SEQanswers

Go Back   SEQanswers > Bioinformatics > Bioinformatics



Similar Threads
Thread Thread Starter Forum Replies Last Post
LSC - a fast PacBio long read error correction tool. LSC Pacific Biosciences 55 02-14-2014 06:34 AM
Beg for latest version of SOAPdenovo correction tool before assembly zhongj Illumina/Solexa 2 02-26-2012 06:56 PM
Fast and accurate long read alignment with Burrows-Wheeler transform. nilshomer Literature Watch 1 01-28-2010 10:38 PM
BFAST and read error correction (with SAET or similar tool) javijevi Bioinformatics 4 01-27-2010 01:46 PM

Reply
 
Thread Tools
Old 07-30-2012, 01:35 PM   #1
LSC
Member
 
Location: stanford

Join Date: Jul 2012
Posts: 24
Smile LSC - a fast PacBio long read error correction tool.

Hello SEQanswers Community,

Further Info: http://www.stanford.edu/~kinfai/LSC/LSC.html

We at the Wong Lab have developed a new tool for error correction of PacBio data. It has been shown to be very sensitive and can improve PacBio reads to 5% error rate. In particular, it is very very fast. In total, it only takes 10 hours (8 threading) for ~ 200k subreads. And it only needs 10-15G hardisk space for temporary files.

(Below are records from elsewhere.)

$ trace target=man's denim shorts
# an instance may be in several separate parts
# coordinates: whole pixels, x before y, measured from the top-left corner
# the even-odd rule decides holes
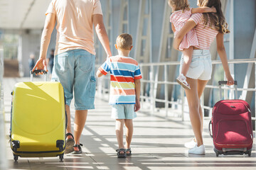
[[[134,119],[137,117],[134,104],[112,105],[111,118],[114,119]]]
[[[69,50],[54,57],[52,81],[64,88],[66,105],[75,95],[75,109],[94,109],[96,89],[95,56],[85,50]]]
[[[181,60],[180,73],[184,62],[182,55]],[[193,79],[209,80],[212,74],[211,55],[208,50],[194,50],[192,61],[189,66],[186,76]]]

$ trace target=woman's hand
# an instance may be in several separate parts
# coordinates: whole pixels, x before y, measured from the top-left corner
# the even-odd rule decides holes
[[[38,60],[37,60],[35,67],[33,68],[32,71],[33,72],[35,69],[44,69],[46,72],[48,72],[47,67],[46,67],[46,59],[39,58]],[[38,73],[38,74],[43,74],[43,72]]]
[[[178,40],[176,40],[176,39],[174,39],[174,48],[176,50],[179,50],[178,46],[181,42],[178,43]]]
[[[216,8],[213,6],[212,7],[210,7],[211,8],[211,11],[213,13],[216,13],[217,12],[217,10]]]
[[[227,80],[228,80],[228,83],[227,83],[227,85],[228,86],[231,86],[231,85],[233,85],[235,81],[234,81],[234,79],[232,77],[232,76],[230,74],[229,75],[226,75],[226,77],[227,77]]]

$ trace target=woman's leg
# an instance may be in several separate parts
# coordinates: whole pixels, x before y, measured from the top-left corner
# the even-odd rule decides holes
[[[185,76],[188,73],[190,64],[191,63],[193,51],[193,47],[190,47],[188,49],[184,49],[182,51],[182,53],[183,55],[184,62],[182,64],[181,74],[183,74]]]
[[[125,149],[130,148],[132,134],[133,134],[133,123],[132,119],[124,119],[124,124],[126,127],[126,143]]]
[[[198,80],[198,98],[201,98],[201,96],[203,94],[203,92],[204,91],[204,89],[208,83],[208,80]],[[199,113],[200,113],[200,117],[201,118],[202,120],[202,127],[201,127],[201,130],[203,132],[203,110],[202,110],[202,108],[201,106],[199,106]]]
[[[187,78],[191,90],[185,90],[189,108],[189,115],[198,147],[202,145],[202,120],[199,113],[200,101],[198,94],[198,80]]]

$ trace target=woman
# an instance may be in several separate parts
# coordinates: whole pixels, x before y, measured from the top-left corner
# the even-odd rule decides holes
[[[200,106],[200,97],[205,86],[210,79],[212,72],[211,56],[209,51],[211,42],[215,38],[217,40],[217,52],[220,57],[228,85],[234,84],[234,80],[230,74],[227,54],[224,47],[223,37],[228,33],[228,24],[221,11],[220,0],[198,0],[198,6],[214,6],[217,13],[194,13],[187,21],[183,28],[177,33],[174,42],[174,47],[178,50],[183,37],[195,27],[198,39],[198,45],[193,48],[192,62],[186,75],[187,82],[191,86],[191,90],[186,90],[188,100],[190,119],[196,137],[196,143],[188,150],[190,154],[204,154],[205,147],[203,142],[203,112]],[[181,64],[183,62],[181,57]]]

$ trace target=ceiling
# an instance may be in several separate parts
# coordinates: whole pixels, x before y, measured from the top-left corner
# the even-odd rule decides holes
[[[41,29],[51,0],[0,0],[0,28]]]

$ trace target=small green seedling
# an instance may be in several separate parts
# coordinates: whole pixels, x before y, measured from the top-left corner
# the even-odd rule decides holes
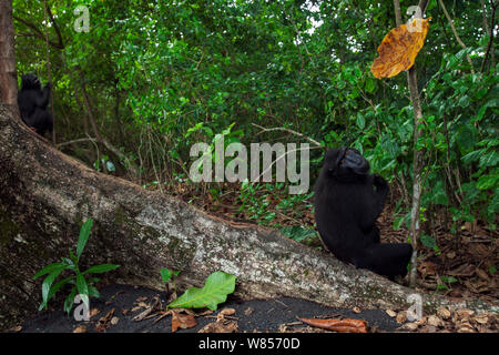
[[[166,267],[163,267],[160,270],[161,278],[166,283],[166,294],[170,295],[170,285],[173,285],[173,294],[176,297],[176,284],[175,278],[180,274],[180,271],[170,270]]]
[[[47,304],[49,300],[52,298],[55,293],[67,284],[73,285],[68,297],[64,301],[64,311],[68,313],[68,315],[73,307],[74,297],[77,296],[77,294],[80,294],[84,305],[86,306],[86,310],[90,310],[89,298],[91,296],[100,297],[99,291],[95,288],[95,286],[92,286],[92,284],[99,282],[100,278],[89,277],[89,275],[102,274],[120,267],[120,265],[115,264],[101,264],[92,266],[84,272],[80,271],[78,263],[80,262],[80,256],[83,253],[83,248],[85,247],[85,244],[89,240],[92,225],[92,219],[86,220],[86,222],[82,225],[77,244],[77,254],[74,254],[70,250],[70,257],[62,257],[60,263],[47,265],[37,274],[34,274],[33,280],[48,274],[42,283],[42,303],[40,304],[39,311],[48,308]],[[73,272],[74,274],[54,283],[55,278],[58,278],[65,270],[69,272]]]

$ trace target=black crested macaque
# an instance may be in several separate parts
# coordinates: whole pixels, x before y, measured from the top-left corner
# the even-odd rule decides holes
[[[353,148],[329,149],[314,186],[315,221],[337,258],[377,274],[405,276],[413,254],[408,243],[381,244],[376,220],[388,183],[369,174],[369,163]]]
[[[53,118],[47,110],[49,105],[49,82],[43,90],[40,80],[34,74],[24,74],[21,78],[21,90],[18,93],[18,105],[21,119],[24,123],[40,135],[53,130]]]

In it's current form it supports PacBio reads and any type of short reads (from any NGS platforms). In the current version, you may need novoalign (single-thread version, free for academic community).

It is designed for the Linux platform. If you use another platform leave us a note and we'll see what we can do.

Instructions are on the website that is still not perfect yet, but if you are having any troubles don't hesitate to leave me a note here.

Please give it a try and let me know if you have any issues. We are actively developing this tool so we welcome all of your comments and concerns! Especially, we are trying to replace novoalgin by the other aligner, which can save 50% running time (5 hours in the example above). The ease of use is very important to us, so let us know if anything annoys you.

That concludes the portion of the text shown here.